Heerlijk als ik zo beroerd op de bank lig en mijn vader komt de kamer binnen
met een envelop J
Dag 9
Misselijk misselijk.. nadeel van de morfine pillen is boven
alles moeheid. Aangezien ik niet zonder kan breng ik deze dag vrijwel geheel
slapend door. Voordeel is dat de dag snel voorbij is. Ik neem alleen ’s morgens
nog morfine want aan het eind van de middag komen mijn bazen op visite. Best
gezellig even bezoek. De vieze smaak trekt vandaag alweer iets weg en dingen
beginnen weer normaal te smaken. Mijn vingers zijn nog steeds dof, dit lijkt
eerder erger dan beter te worden.
Dag 10
Ik heb met een vriend afgesproken vanmiddag maar merk ’s
morgens al dat dat echt nog niet gaat lukken. Ik ben nog steeds erg misselijk
en nog duf van de morfine. Ook deze dag veel slapen dus, met tussendoor wat tv
kijken. ’s Avonds kan ik wel met de hond en uurtje naar het veldje (jeej!).
Dag 11
Verbazingwekkend hoe snel ik dan ook weer ineens kan
opknappen. Ik ben bij het opstaan nog wat misselijk maar kan wel zelf de hond
uitlaten vanmorgen. ’s Middags heb ik met een vriendinnetje afgesproken en de
afleiding zorgt ervoor dat ik de rest van de misselijkheid ook kwijt raak. Even
een uurtje of 2 van huis weg wat een feestje is! Daarna uitgeput maar zeer
tevreden. Ik merk nu dat mijn wimpers in rap tempo afscheid nemen van mijn
oogleden. Het ziet er al wat meer kalig uit en ook mijn wenkbrauwen staan er
zielig bij (dankbaar voor alle make-up uitvindingen die het er nog een beetje
normaal uit laten zien!)
Ook weer een mooie kaart van een tante met een “kop
op-gedichtje”.
Dag 12
Jeej! Ik zit weer in mijn goede dagen. ’s Morgens doe ik
rustig aan en ’s middags slaap ik een paar uur. Aan het eind van de middag heb
ik met 2 vriendinnetjes in de stad afgesproken en later nog met mijn zus, super
gezellig en optimaal gebruik gemaakt van deze dag, heerlijk!
Dag 13
Ik voel me goed vandaag, lichamelijk tenminste. Geestelijk
ben ik me alweer aan het voorbereiden op de volgende kuur. Ik kan een stukje
met de hond lopen en ’s avonds met mijn beste vriendinnetje en haar vriend
lekker uit eten. De rest van de dag poets ik mijn kamer zodat alles klaar is
voor volgende week.
Dag 14
Vandaag staat alweer erg in het teken van morgen. Ik heb een
afspraak met Dr. A om te bespreken of de kuur van morgen door kan gaan en hoe
het gaat met de bijwerkingen etcetera. Er wordt bloed afgenomen om te kijken of
mijn bloedwaarden redelijk zijn, het is elke keer de vraag of mijn beenmerg dit
snelle tempo van 1x in de 2 weken chemo nog aan kan. Tot nu toe gaat dit maar
er is wel te zien dat mijn beenmerg het zwaar heeft.
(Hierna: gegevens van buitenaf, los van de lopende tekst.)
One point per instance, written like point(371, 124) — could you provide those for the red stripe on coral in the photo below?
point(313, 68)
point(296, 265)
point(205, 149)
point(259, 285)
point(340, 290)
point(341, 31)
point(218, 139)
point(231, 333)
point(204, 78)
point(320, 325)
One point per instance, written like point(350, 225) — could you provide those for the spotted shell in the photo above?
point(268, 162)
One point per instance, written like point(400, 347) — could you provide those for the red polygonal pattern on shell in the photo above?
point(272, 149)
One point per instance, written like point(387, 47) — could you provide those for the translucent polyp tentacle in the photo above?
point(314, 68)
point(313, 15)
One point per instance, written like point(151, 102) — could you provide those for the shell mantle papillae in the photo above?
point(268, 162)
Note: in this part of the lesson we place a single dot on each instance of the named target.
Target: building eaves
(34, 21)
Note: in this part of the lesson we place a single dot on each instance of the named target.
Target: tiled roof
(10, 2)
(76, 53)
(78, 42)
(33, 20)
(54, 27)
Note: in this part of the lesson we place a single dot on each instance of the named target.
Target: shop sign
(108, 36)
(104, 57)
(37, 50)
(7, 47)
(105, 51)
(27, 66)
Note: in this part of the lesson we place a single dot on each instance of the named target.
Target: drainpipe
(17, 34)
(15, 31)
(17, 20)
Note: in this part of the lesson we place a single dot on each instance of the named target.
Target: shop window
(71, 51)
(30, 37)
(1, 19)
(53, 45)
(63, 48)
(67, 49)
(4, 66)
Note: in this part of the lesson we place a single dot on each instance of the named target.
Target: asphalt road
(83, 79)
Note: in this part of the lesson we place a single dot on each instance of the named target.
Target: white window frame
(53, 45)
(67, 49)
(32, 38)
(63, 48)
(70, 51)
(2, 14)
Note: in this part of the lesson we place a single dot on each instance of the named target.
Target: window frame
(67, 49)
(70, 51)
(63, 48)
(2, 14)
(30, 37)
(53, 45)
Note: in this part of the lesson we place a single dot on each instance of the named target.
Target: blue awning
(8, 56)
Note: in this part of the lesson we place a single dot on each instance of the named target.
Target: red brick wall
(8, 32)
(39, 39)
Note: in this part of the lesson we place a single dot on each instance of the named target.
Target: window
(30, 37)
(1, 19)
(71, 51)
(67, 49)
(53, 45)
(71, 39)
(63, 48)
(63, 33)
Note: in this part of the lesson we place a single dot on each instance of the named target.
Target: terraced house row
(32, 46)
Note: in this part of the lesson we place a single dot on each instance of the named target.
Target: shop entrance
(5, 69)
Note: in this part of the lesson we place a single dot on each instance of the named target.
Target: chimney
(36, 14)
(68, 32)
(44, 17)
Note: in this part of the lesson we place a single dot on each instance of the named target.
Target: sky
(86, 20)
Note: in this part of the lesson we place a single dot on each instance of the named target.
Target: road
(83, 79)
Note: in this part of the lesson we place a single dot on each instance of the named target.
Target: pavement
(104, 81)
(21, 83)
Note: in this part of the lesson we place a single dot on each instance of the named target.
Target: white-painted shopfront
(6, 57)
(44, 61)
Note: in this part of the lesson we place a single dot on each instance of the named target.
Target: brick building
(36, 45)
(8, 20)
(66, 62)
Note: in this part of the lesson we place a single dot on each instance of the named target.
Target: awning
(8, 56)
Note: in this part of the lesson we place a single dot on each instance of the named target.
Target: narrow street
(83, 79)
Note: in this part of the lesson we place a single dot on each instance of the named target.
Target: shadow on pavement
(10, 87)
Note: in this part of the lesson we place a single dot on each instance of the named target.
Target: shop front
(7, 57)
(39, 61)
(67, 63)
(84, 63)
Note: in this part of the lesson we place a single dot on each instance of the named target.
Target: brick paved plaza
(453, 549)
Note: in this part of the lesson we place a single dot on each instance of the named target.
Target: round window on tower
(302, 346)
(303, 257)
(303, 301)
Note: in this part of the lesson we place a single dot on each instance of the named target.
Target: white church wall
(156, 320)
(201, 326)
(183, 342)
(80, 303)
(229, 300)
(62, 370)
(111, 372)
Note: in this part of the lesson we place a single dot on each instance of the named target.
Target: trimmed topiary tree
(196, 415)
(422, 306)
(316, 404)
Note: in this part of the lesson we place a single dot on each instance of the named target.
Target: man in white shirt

Het “oké” teken is weer gegeven dus ik kan me verder
geestelijk gaan voorbereiden op morgen. Voor mij is dat struisvogelpolitiek,
dus er zo min mogelijk mee bezig zijn. ’s Avonds spreek ik nog gezellig af met
een vriendinnetje en zorg ik dat de laatste dingen in huis klaar zijn.
Dag 15
En dan is het alweer chemo dag vandaag.. kuur 6.. nog 3 te
gaan. “nog maar drie” nee, nog wel DRIE! Elke kuur is er 1 te veel en elke kuur
is zwaarder en de herstelperiode langer dus de dagen dat ik me goed voel worden
er steeds minder.
Dusja.. dat is dan zo’n beetje een chemo week. Buiten
bankhangen, slapen en beroerd zijn niet veel activiteiten maar toch wel elke
dag geluksmomentjes en in het weekend dat ik me goed voel plan ik zoveel
mogelijk dingen om mezelf geestelijk weer op te laden voor de nieuwe ronde.